Aquilo que sei é que as Forças Especiais portuguesas têm sido destacadas para várias missões internacionais, participado em missões de combate, perdido vidas, tudo ao serviço de Portugal, sendo sempre elogiadas pelo seu desempenho.
Recordo-me, aliás, de que na década de 90 do século passado, o Exército não tinha meios para assegurar a projeção de forças necessária para missões nos Balcãs e que foi graças à integração dos paraquedistas no Exército que as mesmas puderam ser asseguradas.
Recordo-me, ainda, das muitas reuniões e discussões em que participei no seio da Aliança Atlântica e outras relativas a zonas de conflito, onde as nossas forças especiais participaram, e em que, por diversas vezes, tive oportunidade de ouvir responsáveis estrangeiros elogiar o comportamento e profissionalismo das mesmas.
No âmbito da NATO, por exemplo, o nosso país sempre foi visto como uma referência no âmbito das Forças Especiais. Utilizando um jargão do mundo empresarial, as Forças Especiais são claramente um nicho de qualificação e diferenciação para as Forças Armadas portuguesas.
Infelizmente, esta questão teve ainda outra consequência, mais perigosa a longo prazo, que foi alimentar o debate político em torno das Forças Armadas e dos seus oficiais generais. Surgiram logo teses, algumas apresentadas por ilustríssimos oficiais, de que havia mão da extrema-direita nesta reação. Outros, em sentido contrário, de que a proibição se devia ao incómodo causado, em certos setores da esquerda, pela letra e mensagem das canções.
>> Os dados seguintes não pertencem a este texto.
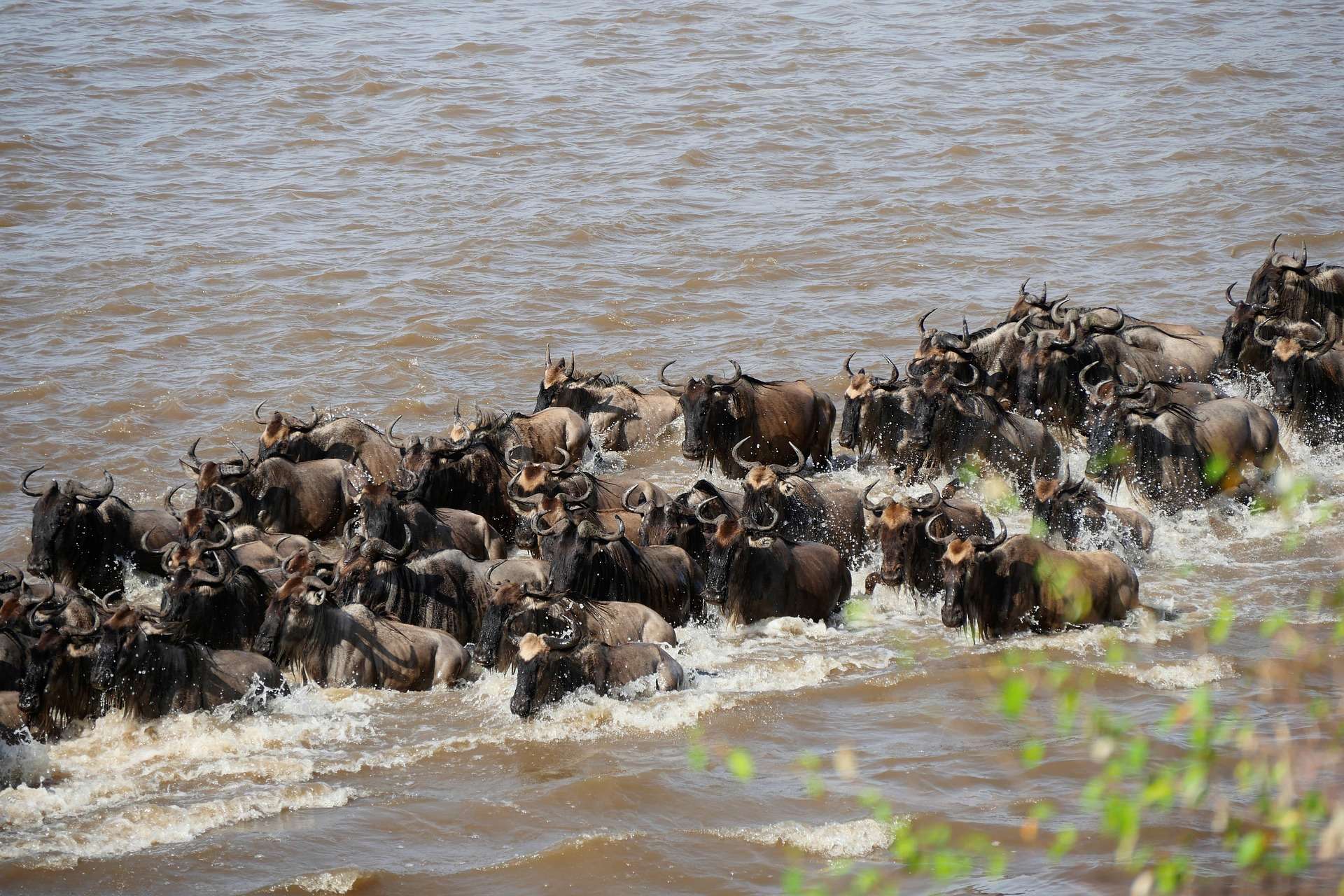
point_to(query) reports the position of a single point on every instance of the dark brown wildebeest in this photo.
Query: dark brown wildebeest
(952, 424)
(1241, 352)
(671, 523)
(622, 415)
(385, 514)
(806, 511)
(351, 647)
(144, 673)
(1301, 292)
(57, 682)
(83, 536)
(910, 556)
(309, 498)
(1307, 372)
(1177, 457)
(447, 590)
(468, 475)
(772, 415)
(756, 575)
(1049, 377)
(1002, 586)
(547, 516)
(540, 434)
(515, 610)
(550, 668)
(1077, 512)
(589, 564)
(342, 438)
Com o devido respeito, alimentar qualquer uma destas interpretações é desvalorizar o essencial que é o sentimento de muitos militares, que ganharam o direito a chamar suas essas tradições, por mais recentes que estas sejam.
O assunto foi encerrado, como tanta coisa no nosso país, com uma pequena farsa para salvar a face, justificando a proibição com o reduzido contingente da unidade paraquedista no desfile e, pasme-se, com as medidas contra a pandemia. Enfim, pena foi que o Presidente da República tivesse dado voz a uma desculpa desse teor.
O Senhor Presidente da República teve, também aqui, mais um momento menos feliz. A sua função como Comandante Supremo das Forças Armadas não deve colocar em causa a cadeia de comando institucional, nomeadamente o papel do Governo, e muito menos alimentar noções espúrias de autonomia e de intocabilidade das lideranças das Forças Armadas.